Question 730: A 78-year-old female presents to her primary care provider complaining of shaking of her hands. She reports that her hands shake when she is pouring her coffee in the morning and when she is buttoning her shirt. She has noticed that her tremor improves with the several beers she has every night with dinner. She has a past medical history of hypertension, atrial fibrillation, moderate persistent asthma, acute intermittent porphyria, and urinary retention. Her home medications include hydrochlorothiazide, warfarin, bethanechol, low-dose inhaled fluticasone, and an albuterol inhaler as needed. On physical exam, she has an irregularly irregular heart rhythm without S3/S4. She has mild wheezing on pulmonary exam. She has no tremor when her hands are in her lap. A low-amplitude tremor is present during finger-to-nose testing. Her neurological exam is otherwise unremarkable.
Which of the following is a contraindication to the first-line treatment of this condition?
A. Heavy alcohol use
B. Asthma (Correct Answer)
C. Urinary retention
D. Acute intermittent porphyria
E. Warfarin use
Explanation: ***Asthma***
- The patient's presentation of an **action tremor** that improves with alcohol is classic for **essential tremor**. First-line treatment is often a **beta-blocker** like propranolol.
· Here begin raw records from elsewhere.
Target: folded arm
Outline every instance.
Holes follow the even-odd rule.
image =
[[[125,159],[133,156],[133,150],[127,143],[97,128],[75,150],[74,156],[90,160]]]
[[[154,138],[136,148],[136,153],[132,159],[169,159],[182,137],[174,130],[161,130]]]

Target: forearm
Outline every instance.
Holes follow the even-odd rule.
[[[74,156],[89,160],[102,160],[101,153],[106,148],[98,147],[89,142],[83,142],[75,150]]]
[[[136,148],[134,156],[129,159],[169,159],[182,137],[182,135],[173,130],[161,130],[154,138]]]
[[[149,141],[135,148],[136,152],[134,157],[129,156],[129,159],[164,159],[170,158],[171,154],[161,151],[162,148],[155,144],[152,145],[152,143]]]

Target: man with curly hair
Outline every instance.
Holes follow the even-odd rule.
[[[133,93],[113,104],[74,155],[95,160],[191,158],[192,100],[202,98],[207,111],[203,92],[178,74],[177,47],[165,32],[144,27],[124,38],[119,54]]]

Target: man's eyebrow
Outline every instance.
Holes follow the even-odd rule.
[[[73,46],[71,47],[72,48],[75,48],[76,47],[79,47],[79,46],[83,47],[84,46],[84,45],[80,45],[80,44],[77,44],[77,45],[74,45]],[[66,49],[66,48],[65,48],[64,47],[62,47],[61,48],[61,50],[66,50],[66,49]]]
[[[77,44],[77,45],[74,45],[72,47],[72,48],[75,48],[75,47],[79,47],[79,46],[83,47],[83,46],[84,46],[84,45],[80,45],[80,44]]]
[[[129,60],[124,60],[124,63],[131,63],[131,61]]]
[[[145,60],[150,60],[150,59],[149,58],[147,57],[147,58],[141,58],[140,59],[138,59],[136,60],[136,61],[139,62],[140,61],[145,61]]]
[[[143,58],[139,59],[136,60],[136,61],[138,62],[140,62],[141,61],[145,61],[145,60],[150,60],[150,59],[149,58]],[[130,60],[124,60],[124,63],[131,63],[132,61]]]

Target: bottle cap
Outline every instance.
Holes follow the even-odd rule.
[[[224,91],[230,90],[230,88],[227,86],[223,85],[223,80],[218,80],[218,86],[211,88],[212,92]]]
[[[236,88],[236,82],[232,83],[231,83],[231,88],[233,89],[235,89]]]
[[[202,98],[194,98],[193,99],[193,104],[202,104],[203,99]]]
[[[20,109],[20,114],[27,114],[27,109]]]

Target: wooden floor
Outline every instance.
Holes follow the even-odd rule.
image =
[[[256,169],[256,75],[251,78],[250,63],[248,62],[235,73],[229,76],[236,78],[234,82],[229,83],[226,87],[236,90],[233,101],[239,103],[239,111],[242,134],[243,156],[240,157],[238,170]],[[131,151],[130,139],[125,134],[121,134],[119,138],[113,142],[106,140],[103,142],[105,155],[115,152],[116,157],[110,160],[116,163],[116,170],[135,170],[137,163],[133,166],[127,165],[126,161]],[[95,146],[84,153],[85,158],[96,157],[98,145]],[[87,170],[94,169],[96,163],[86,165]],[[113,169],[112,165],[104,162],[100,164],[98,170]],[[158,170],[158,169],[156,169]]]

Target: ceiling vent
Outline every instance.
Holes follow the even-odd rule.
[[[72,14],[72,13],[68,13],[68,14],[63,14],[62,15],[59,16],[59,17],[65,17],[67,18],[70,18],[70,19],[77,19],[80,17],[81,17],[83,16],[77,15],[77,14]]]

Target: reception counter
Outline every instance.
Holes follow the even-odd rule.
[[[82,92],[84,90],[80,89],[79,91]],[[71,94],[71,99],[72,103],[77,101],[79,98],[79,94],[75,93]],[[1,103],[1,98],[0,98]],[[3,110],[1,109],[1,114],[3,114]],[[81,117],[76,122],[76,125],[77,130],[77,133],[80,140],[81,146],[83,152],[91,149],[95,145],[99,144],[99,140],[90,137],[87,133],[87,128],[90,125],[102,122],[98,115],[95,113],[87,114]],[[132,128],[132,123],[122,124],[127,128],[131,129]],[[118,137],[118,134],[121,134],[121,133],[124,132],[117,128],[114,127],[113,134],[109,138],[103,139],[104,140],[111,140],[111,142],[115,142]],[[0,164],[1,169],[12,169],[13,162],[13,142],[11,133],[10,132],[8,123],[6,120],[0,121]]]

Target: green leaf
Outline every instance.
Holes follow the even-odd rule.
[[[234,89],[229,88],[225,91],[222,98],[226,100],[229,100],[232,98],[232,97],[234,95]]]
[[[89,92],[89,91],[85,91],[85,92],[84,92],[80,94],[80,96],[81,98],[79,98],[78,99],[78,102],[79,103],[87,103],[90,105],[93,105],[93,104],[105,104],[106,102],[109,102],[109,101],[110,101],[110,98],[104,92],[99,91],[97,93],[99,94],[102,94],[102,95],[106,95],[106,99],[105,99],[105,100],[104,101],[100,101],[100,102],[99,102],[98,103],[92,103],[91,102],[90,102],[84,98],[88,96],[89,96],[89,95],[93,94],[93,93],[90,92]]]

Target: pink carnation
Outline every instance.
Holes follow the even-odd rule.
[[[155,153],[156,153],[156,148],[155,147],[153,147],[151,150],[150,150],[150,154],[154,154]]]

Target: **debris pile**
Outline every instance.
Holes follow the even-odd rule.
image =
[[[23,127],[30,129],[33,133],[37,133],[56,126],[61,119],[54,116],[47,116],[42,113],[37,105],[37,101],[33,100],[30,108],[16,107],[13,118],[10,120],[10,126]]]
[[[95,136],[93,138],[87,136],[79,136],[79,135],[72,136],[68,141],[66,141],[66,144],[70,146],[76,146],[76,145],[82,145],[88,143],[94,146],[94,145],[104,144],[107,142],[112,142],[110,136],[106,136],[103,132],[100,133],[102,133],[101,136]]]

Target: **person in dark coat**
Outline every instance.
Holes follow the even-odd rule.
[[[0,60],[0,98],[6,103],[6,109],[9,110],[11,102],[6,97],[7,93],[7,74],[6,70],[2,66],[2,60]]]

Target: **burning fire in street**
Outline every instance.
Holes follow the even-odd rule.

- Beta-blockers are contraindicated in patients with pulmonary conditions such as asthma, as they can cause **bronchoconstriction** and worsen respiratory symptoms.
*Heavy alcohol use*
- While the tremor briefly improves with alcohol, **heavy alcohol use** is not a contraindication to pharmacological treatment for essential tremor. In fact, it often indicates self-medication for the tremor.
- Chronic heavy alcohol use can have its own adverse effects and interactions but typically does not preclude the use of first-line pharmacotherapy for essential tremor.
*Urinary retention*
- **Urinary retention** is primarily a concern with anticholinergic medications like oxybutynin, which are not first-line treatments for essential tremor.
- Beta-blockers, the first-line treatment, generally do not exacerbate urinary retention.
*Acute intermittent porphyria*
- **Acute intermittent porphyria** is a rare genetic disorder where certain medications can trigger attacks. While some drugs are contraindicated, beta-blockers like propranolol are generally considered safe.
- This condition does not directly contraindicate the use of beta-blockers for essential tremor.
*Warfarin use*
- **Warfarin** is an anticoagulant, and while drug interactions are a concern, there is generally no absolute contraindication to using beta-blockers with warfarin.
- Close monitoring of **INR** may be needed as some beta-blockers can affect warfarin metabolism, but this is typically a management consideration, not a contraindication.